Mit ihren tizianroten Haaren und ihren Kurven ist Delia vielleicht nicht ganz der Model-Typ, aber dass Paul sie nach zehn Jahren gemeinsamen Glücks mit einer Studentin betrügt, trifft sie ziemlich unvorbereitet. Am Anfang glaubt sie, alles sei ihre Schuld. Doch dann erkennt Delia, dass die zerplatzten Seifenblasen von gestern die Chance auf das Glück von morgen bedeuten: Denn nun kann sie selbst entscheiden, wie sie die bunten Puzzleteile ihres Lebens neu zusammensetzt. Kurzerhand zieht sie zu ihrer besten Freundin Emma nach London und sucht sich einen neuen Job. Alles könnte gut werden. Wäre da nicht Adam, ein Skandalreporter und der härteste Konkurrent ihres neuen Arbeitgebers - denn er bringt die Schmetterlinge in Delias Bauch plötzlich kräftig in Wallung. Und zu allem Übel setzt Paul wieder alle Hebel in Bewegung, um Delia zurückzugewinnen.

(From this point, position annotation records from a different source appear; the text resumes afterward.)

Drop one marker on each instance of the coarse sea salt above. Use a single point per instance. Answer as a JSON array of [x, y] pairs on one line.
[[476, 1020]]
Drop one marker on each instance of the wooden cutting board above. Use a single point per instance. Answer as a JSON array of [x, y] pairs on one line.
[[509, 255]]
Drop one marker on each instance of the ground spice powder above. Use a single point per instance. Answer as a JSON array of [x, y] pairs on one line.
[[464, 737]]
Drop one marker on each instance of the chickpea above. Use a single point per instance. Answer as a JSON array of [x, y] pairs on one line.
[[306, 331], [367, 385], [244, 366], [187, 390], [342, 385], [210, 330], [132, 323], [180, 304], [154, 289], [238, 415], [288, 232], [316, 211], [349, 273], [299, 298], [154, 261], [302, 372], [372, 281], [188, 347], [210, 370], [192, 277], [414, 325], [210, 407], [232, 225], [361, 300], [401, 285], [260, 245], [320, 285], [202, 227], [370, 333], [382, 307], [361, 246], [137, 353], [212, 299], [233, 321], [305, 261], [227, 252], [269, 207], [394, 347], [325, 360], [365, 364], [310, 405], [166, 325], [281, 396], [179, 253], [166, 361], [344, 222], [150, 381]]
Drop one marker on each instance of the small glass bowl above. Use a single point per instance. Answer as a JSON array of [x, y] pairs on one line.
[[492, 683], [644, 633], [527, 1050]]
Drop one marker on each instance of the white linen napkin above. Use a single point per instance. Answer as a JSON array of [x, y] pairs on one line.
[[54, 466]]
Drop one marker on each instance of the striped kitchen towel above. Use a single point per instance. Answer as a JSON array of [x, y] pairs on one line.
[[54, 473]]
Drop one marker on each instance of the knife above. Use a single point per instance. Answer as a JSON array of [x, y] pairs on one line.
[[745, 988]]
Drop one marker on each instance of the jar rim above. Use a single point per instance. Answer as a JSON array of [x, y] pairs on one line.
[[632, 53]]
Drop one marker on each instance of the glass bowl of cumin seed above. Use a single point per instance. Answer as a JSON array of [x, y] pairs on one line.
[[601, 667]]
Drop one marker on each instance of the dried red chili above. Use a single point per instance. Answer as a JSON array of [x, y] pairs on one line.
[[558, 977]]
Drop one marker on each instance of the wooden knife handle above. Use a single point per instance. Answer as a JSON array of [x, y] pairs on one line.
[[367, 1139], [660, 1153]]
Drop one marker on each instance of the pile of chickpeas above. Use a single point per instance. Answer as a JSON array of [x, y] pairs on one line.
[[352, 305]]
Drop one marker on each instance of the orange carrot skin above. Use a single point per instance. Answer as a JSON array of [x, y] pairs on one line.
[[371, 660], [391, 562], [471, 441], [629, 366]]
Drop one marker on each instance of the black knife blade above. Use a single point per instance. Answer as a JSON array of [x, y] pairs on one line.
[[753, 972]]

Die Geschichte beginnt sogleich mit der quirligen Protagonistin Delia, die einer gutbürgerlichen Arbeit im Stadtrat in Newcastle nachgeht. Nicht sehr aufregend ist dieser Job, dafür bietet er aber Sicherheit! Eigentlich ist alles in Delia's Leben an seinem rechten Platz: sie hat eine Arbeit, einen netten Freundeskreis, eine annehmbare Familie mit kleinen Macken und sie ist seit über zehn Jahren mit ihrem Freund Paul zusammen. Zeit also, um den nächsten Schritt zu wagen und zwar ganz unkonventionell: Delia macht ihrem Paul einen Heiratsantrag ... und erfährt dabei, dass er sie betrügt! Hier war ich dann doch schon nach wenigen Seiten emotional sehr ergriffen, so ein Vollidiot!

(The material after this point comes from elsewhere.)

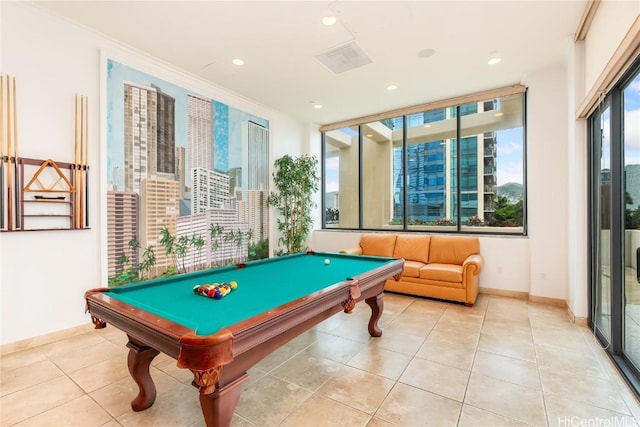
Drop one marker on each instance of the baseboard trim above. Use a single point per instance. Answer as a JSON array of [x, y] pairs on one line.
[[44, 339], [504, 293], [581, 321]]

Wie in vielen anderen Liebesromanen auch, flüchtet Delia. Zunächst zu ihren Eltern, die die Trennung, wie Delia erwartet, sehr gefasst aufnehmen. Schnell geht man wieder über in Richtung Tagesordnung. Letztlich ist es ihr nerdiger Bruder Ralph, der sie ganz nebenbei daran erinnert, wer Delia eigentlich einmal war und dass jetzt eine gute Chance wäre, ihr Leben wieder für sich in die Hand zu nehmen. Auch von ihrer besten Freundin Emma bekommt sie prompt die Einladung nach London zu kommen und so wird seitens Delia der Wunsch nach Veränderung und einem Tapetenwechsel immer größer, dem sie dann auch nachkommt. 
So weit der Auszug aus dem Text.